The United States Congressional Budget Office, CBO released Tuesday its 10 year budget projections which includes a deficit for this fiscal year of 1.3 trillion US dollars, equivalent to 9.2% of GDP.
The announcement comes a day after the White House said it would seek a three-year freeze in non-security spending, which was described by CBO Director Doug Elmendorf as a small step toward fiscal discipline.
The CBO also projects 10-year federal deficits under current law will exceed 6 trillion USD. In sum, the outlook for federal budget is bleak, Elmendorf said.
This year's deficit is only slightly smaller than last year's shortfall of 1.4 trillion. The 2009 deficit was the largest as a percentage of GDP (9.9%) since World War II. This year's deficit will be the second largest as a percentage of GDP.
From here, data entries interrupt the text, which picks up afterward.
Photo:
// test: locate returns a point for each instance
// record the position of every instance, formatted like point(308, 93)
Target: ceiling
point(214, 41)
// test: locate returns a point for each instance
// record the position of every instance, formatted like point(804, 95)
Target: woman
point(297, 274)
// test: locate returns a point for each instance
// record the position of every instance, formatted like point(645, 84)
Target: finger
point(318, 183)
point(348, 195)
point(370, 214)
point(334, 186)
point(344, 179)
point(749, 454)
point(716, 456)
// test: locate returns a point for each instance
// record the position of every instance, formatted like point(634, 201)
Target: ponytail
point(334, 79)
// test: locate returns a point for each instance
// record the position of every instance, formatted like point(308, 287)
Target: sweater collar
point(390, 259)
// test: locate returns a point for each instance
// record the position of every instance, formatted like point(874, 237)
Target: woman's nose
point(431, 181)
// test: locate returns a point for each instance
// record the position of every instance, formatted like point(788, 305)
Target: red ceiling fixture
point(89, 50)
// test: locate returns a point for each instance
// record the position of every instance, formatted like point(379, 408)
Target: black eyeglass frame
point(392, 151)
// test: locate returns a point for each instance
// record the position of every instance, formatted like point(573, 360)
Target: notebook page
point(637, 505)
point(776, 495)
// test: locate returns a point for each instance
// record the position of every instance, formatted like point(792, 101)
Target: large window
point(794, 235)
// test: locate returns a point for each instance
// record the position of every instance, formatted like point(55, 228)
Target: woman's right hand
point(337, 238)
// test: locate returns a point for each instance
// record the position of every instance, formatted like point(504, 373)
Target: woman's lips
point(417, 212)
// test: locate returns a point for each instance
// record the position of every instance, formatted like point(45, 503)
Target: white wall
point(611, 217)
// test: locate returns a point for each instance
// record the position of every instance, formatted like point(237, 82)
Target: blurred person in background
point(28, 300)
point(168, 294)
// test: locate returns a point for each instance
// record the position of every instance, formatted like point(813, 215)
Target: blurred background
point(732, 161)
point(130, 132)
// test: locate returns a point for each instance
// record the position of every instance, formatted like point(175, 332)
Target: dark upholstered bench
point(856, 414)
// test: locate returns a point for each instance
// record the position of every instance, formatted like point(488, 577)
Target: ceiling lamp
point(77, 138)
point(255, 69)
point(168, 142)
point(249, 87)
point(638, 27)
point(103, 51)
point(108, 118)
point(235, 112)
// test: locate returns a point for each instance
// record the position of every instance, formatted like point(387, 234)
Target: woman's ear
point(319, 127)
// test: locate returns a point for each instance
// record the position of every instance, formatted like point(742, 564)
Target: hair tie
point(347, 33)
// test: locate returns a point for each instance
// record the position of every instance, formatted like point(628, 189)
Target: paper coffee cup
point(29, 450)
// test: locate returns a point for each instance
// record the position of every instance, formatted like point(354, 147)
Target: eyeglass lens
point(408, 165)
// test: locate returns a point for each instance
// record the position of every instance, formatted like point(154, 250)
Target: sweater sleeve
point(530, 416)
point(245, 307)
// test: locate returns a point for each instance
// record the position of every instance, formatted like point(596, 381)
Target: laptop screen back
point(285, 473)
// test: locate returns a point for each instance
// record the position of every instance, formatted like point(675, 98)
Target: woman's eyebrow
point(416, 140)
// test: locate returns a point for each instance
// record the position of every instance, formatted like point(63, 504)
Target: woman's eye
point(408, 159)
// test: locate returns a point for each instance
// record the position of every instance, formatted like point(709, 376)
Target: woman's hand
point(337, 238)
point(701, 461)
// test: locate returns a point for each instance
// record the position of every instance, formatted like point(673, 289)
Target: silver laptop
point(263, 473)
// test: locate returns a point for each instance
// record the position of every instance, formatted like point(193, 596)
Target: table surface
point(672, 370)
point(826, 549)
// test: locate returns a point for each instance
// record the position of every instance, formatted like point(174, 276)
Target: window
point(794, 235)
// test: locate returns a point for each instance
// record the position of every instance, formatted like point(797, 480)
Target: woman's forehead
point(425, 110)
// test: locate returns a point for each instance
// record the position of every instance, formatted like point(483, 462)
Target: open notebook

The White House anticipated its three-year freeze on non-security discretionary spending would save 250 billion over 10 years. Elmendorf said it could not validate these projections, but called the savings a small share of future spending.
It's a step in the right direction, but a small step, Elmendorf said.
President Obama is expected to use his State of the Union address to propose a spending freeze of 447 billion on non-security spending. It would also exempt entitlements such as Social Security, Medicare, and Medicaid.
Security spending that would not be touched by the freeze would include Afghan and Iraq wars spending as well as all other spending for the Pentagon, veterans benefits, homeland security and foreign aid.
During the 2008 campaign, Obama criticized spending freezes as a blunt instrument to impose fiscal discipline.
I think that's a way of punting responsibility Obama said of an across-the-board non-security spending freeze on Sept. 28, 2008. ”The president has to make choices. And those choices mean that when you deal with the budget, you don't take an axe to it; you use a scalpel.